November morphing into December is called by its Hebrew name, Heshvan. Some call it MarHeshvan (the bitter Heshvan) because this is the only month in the Jewish calendar that does not contain a holy day. Up in the northern climes the month is as dry and brittle as the earth with its dull brown grass now covered with curled leaves.
Heshvan is almost other-worldly: it is in-between time. Summer has passed. Winter has yet to arrive. The earth’s verdant hues have disappeared.
As the days pass it is easy to long for the warm sand that flowed though our toes at the warm beach. Memories of cold nights in front of a warm fireplace are also somehow very distant. It is Marheshvan, after all.
There is an old tale of a fisherman in his small boat out on an endless sea. Overlooking the ocean stands a high castle. The prince, daily comes out onto his balcony and sees the boat in the distance.
“I envy him,” the prince thinks. “He has no problems or responsibilities. I wish I could go out in a small boat and just relax with my fishing pole in hand.
At the same moment, the fisherman contemplates, “Wow! Look at that palace! The prince has servants to bring him all the food he could ever want, whenever he wants. I wish I were a prince, not a fisherman.”

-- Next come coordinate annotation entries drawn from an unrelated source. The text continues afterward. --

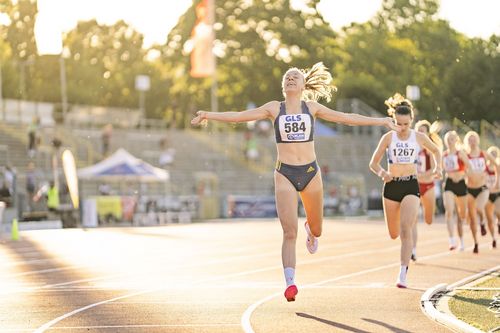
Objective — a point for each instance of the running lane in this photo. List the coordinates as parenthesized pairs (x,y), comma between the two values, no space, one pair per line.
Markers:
(222,277)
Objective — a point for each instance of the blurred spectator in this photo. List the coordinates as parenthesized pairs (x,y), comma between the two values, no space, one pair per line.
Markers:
(11,178)
(106,134)
(5,195)
(31,184)
(53,197)
(104,189)
(52,193)
(33,138)
(167,154)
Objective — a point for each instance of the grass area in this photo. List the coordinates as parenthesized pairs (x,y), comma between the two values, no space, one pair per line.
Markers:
(471,306)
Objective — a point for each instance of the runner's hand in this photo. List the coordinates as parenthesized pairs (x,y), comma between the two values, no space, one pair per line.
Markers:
(201,118)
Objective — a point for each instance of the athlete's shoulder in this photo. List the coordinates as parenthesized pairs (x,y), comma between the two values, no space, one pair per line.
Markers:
(420,136)
(272,104)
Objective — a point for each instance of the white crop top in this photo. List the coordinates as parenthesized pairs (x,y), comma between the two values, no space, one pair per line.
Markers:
(403,151)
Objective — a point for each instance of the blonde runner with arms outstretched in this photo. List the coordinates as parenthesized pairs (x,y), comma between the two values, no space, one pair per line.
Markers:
(296,168)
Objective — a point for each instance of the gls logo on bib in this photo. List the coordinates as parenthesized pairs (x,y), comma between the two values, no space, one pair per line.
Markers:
(294,127)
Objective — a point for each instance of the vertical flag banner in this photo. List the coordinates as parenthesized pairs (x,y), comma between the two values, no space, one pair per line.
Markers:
(202,57)
(69,168)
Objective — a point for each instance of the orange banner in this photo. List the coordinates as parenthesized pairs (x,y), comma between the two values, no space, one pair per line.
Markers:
(202,57)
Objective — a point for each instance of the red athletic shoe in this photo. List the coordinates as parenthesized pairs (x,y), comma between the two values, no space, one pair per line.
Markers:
(291,292)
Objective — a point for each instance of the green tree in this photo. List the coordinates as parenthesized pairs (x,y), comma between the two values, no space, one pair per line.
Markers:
(103,63)
(256,42)
(471,85)
(20,37)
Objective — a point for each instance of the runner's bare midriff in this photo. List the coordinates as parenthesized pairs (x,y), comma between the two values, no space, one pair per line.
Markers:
(402,170)
(476,179)
(455,176)
(297,153)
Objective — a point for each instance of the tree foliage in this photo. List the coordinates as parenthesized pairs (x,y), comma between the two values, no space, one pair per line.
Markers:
(256,42)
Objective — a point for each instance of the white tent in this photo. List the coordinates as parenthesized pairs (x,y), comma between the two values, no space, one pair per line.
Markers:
(123,166)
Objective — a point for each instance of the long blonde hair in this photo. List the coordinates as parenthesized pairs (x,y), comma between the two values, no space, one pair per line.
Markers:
(496,155)
(466,140)
(458,143)
(317,82)
(433,131)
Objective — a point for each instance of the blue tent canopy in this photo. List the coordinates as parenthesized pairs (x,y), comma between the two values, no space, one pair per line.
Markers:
(123,166)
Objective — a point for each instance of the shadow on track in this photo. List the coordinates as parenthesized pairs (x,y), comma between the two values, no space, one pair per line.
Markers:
(331,323)
(390,327)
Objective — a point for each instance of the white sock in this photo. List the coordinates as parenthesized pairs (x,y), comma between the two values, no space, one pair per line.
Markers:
(402,273)
(289,276)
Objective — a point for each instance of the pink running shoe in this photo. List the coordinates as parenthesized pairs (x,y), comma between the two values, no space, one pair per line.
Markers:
(291,292)
(312,246)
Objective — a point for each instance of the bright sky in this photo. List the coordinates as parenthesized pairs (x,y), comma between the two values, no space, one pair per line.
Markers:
(155,18)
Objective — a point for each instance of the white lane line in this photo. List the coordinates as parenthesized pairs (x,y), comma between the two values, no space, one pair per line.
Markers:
(208,263)
(46,326)
(6,330)
(245,318)
(142,326)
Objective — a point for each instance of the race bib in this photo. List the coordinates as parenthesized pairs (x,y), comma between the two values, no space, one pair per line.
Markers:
(404,153)
(450,163)
(491,181)
(478,164)
(295,128)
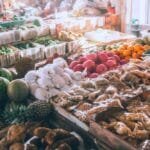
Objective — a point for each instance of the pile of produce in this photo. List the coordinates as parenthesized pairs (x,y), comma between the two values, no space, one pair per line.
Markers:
(33,136)
(113,90)
(5,78)
(131,51)
(24,45)
(144,41)
(53,78)
(69,36)
(132,124)
(46,41)
(5,50)
(97,63)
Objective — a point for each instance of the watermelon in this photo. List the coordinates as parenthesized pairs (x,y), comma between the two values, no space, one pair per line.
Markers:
(3,90)
(18,90)
(5,73)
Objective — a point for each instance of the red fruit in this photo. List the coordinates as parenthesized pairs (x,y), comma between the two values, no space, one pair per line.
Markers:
(101,68)
(92,56)
(89,65)
(78,67)
(55,55)
(93,75)
(117,58)
(73,64)
(82,59)
(123,61)
(110,54)
(111,63)
(69,60)
(102,57)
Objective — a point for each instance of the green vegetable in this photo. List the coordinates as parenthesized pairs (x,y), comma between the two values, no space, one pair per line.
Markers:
(14,113)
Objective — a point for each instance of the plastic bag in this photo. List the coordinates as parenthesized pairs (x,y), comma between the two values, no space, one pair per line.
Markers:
(43,30)
(10,37)
(60,49)
(29,34)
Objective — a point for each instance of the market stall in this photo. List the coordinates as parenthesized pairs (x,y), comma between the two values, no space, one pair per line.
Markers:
(69,81)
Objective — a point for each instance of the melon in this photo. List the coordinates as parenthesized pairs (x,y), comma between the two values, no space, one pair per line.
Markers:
(3,90)
(18,90)
(5,73)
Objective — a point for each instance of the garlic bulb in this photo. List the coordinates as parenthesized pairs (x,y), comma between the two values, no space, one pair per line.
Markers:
(60,62)
(45,83)
(41,94)
(31,77)
(58,81)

“More” and “less” is specific to the individual. That is why the Talmud tells us that richness is satisfaction. If you are happy with what you have you are rich. If you are unhappy with your lot you are poor, even if you have billions.

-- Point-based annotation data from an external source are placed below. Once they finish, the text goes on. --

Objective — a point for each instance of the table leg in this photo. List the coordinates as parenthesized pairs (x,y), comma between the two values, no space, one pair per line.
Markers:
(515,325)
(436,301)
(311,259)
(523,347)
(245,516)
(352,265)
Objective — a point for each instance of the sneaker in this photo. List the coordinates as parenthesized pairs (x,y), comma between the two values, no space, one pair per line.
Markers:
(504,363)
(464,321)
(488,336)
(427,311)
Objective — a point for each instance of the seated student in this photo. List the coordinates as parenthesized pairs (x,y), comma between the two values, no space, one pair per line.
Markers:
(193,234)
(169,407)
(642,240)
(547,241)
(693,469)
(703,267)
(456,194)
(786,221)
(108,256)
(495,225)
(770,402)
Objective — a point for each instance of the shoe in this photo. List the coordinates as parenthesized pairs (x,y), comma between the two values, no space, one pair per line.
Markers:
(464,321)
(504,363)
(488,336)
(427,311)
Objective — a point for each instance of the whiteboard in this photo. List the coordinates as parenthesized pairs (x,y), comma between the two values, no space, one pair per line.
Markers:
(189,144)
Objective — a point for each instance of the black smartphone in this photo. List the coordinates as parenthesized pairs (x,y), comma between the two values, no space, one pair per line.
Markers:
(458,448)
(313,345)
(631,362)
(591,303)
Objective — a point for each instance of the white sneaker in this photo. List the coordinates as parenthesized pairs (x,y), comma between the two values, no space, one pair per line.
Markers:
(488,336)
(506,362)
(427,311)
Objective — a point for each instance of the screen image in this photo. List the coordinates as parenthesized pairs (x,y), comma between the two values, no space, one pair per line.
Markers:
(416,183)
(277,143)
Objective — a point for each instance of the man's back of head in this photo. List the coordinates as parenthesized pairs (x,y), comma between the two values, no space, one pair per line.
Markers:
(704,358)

Most of us live perpetually wedged between two worlds. One world is the external one where we register our emotional quotient by what others have or say. The other is independent of anyone except our self-value. The internal world knows its place, accepts its lot, and does not begrudge others what they have or become envious or self-pitying. Too often the internal voice passes unheeded. The two worlds often vie to see which will gain control.
Sometimes worth is correlated to the value others place on it. Usually we end up losing when we ask: Do we have a nice lawn (while looking across the street)? Do we own an expensive car (eyeing the neighbor’s)? Do our children get the best grades? Do they have a good education “I simply have to get my child into that program!)? Does our family radiate find grooming (“I was so embarrassed by your behavior today!”)?
These are all questions where we are comparing ourselves to others and imagining what they think of us.
As winter advances it is a comforting thought that we can curl up and listen to some fine music, dink mulled cider, dance in the living room, talk intimately to our God. It is good to slow down like a bear getting ready to slumber. Find that place. Find that peace.